Un cuarto del PIB, en negro
Pero esa picaresca característica que ha dado tanta cultura y se ha exportado allá donde hayan estado los españoles, en realidad da vértigo cuando se mira fuera del encanto que a veces tiene. Según el último informe que ha publicado el Sindicato de Técnicos de Hacienda (Gestha), la economía sumergida es un 24,6% del PIB español, es decir, que entre 240 y 250 mil millones de euros que son de todos al final no son de nadie.
Esta estimación se acerca mucho a la que hace el FMI, que la sitúa en más del 22%, y aleja a España de sus vecinos europeos. En Alemania está en torno al 7% y en Francia en torno al 10%.
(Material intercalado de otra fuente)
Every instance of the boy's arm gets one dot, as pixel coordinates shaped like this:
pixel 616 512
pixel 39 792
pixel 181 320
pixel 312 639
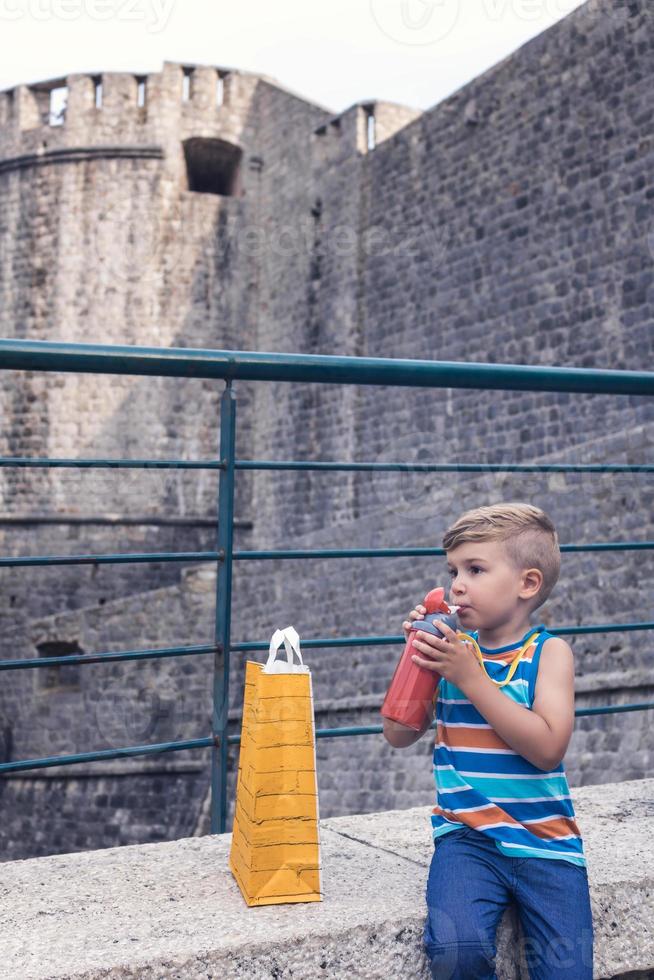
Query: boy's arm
pixel 541 734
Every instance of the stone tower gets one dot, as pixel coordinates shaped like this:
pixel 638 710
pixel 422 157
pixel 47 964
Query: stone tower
pixel 207 207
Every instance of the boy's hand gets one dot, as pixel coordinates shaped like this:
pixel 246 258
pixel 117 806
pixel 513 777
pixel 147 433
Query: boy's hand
pixel 418 613
pixel 453 659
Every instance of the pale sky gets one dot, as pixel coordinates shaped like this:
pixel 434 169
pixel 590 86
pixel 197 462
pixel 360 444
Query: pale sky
pixel 333 52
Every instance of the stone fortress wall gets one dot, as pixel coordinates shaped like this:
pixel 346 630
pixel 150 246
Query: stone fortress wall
pixel 512 222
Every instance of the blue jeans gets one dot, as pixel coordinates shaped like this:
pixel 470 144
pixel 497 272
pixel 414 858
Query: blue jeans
pixel 470 885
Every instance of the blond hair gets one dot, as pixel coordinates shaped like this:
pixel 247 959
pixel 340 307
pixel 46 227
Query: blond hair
pixel 526 532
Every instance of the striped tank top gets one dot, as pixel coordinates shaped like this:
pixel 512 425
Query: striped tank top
pixel 482 783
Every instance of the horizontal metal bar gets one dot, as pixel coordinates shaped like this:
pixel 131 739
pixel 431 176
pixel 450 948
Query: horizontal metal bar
pixel 206 556
pixel 369 641
pixel 136 558
pixel 121 753
pixel 253 646
pixel 184 362
pixel 97 658
pixel 263 464
pixel 81 757
pixel 99 464
pixel 416 552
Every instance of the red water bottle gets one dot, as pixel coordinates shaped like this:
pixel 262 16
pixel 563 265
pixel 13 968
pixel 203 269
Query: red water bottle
pixel 409 696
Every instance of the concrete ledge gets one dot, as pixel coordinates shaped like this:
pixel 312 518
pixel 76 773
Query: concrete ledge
pixel 173 910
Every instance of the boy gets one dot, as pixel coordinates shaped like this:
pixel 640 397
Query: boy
pixel 504 825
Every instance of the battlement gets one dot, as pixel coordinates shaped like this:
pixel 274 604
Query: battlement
pixel 94 108
pixel 361 127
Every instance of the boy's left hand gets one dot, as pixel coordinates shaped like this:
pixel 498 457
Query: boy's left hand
pixel 453 659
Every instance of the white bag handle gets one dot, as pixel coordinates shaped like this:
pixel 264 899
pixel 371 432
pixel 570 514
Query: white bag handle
pixel 289 637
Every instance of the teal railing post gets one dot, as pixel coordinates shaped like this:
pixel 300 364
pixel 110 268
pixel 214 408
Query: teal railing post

“Entendemos que el control tributario no funciona tan bien como en otros países”, comenta Carlos Cruzado, presidente del Gestha, en conversación con este diario. “Según la OCDE, en España hay un inspector por cada 2.500 contribuyentes, mientras que la media de los miembros de la organización está en 800”, afirma. Y añade que hay que seguir controlando a los autónomos pero que las grandes bolsas de fraude en este país están en realidad en las grandes fortunas.
Cruzado no le quita hierro tampoco a la cuestión cultural, a esa genética pícara. “Hay un diferencial claro en cuanto a la conciencia fiscal porque lo de ‘con IVA o sin IVA’ no está mal visto y falta un buen ejemplo en el que la sociedad pueda fijarse”, asegura. Mientras, España seguirá siendo el país de las furgonetas blancas sin rotular.